Norway pays tribute to victims of Oslo shooting

Norway paid tribute on Sunday to the victims of a deadly shooting near a bar in the capital that shocked the normally peaceful country and led to the cancellation of a Pride march.
The altar of Oslo cathedral was draped in a rainbow cloth for a service to remember the victims of the attack, attended by Crown Princess Mette-Marit.
Investigators are probing the motives of the suspected gunman, who opened fire in the early hours of Saturday, killing two and wounding 21.
“Oslo is in mourning. The whole country has been shaken by this attack,” the Norwegian Protestant Church said. It come 11 years after right-wing extremist Anders Behring Breivik killed 77 people in a shooting spree that shook the nation to its core.
“Bullets cannot kill love,” said the head of the Church, Olav Fykse Tveit.

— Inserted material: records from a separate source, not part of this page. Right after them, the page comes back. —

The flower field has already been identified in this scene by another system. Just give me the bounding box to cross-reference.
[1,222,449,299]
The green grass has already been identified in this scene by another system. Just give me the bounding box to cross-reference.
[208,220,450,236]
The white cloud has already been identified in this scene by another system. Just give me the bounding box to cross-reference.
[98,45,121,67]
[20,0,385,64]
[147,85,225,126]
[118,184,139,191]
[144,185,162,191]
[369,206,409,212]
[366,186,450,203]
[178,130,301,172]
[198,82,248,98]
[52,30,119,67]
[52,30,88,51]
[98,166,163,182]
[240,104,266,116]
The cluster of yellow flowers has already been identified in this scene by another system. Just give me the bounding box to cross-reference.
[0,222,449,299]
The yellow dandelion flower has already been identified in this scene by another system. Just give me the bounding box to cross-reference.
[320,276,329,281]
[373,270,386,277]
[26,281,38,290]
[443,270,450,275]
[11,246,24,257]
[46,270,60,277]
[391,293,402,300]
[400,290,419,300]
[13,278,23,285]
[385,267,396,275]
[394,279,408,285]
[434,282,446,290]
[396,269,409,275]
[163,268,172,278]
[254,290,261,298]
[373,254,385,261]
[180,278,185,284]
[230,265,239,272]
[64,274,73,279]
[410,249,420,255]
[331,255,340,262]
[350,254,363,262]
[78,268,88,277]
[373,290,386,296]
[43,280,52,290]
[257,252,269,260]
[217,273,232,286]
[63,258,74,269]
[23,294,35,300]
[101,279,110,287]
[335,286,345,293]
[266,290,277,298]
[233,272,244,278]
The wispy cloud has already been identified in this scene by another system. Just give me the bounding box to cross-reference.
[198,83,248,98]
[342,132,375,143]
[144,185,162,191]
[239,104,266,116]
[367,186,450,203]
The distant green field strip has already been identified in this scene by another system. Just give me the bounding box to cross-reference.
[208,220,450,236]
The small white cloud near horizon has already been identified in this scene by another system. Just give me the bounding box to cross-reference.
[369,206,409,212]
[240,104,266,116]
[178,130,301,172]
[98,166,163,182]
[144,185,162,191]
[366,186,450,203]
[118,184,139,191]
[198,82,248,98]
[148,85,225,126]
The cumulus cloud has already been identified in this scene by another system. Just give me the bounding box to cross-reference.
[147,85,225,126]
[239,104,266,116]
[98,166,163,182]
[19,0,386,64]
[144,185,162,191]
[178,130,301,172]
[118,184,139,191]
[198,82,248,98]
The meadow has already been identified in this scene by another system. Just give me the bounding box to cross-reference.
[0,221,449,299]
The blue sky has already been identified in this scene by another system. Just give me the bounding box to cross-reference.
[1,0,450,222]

The shooting occurred at around 1:00 am on Saturday (2300 GMT on Friday) near the London club in Oslo’s packed nightlife district, where parties were in full swing.
Two men in their 50s and 60s died. Twenty-one other people were wounded.
Police quickly arrested the suspect, whom they described as a 42-year-old Norwegian man known to the nation’s security services. Norwegian media named him as Zaniar Matapour.

The suspect “has a long history of violence and threats”, PST chief Roger Berg said.
He said the man had been on the PST’s radar “since 2015 in connection with concerns about his radicalisation.”

He also had “difficulties with his mental health”, Berg added.
Police ordered the man to be placed under “judicial observation” to determine his mental state. He refused on Saturday to be questioned as to his motives.
On Saturday, the intelligence services raised the country’s threat level from moderate to “extraordinary”.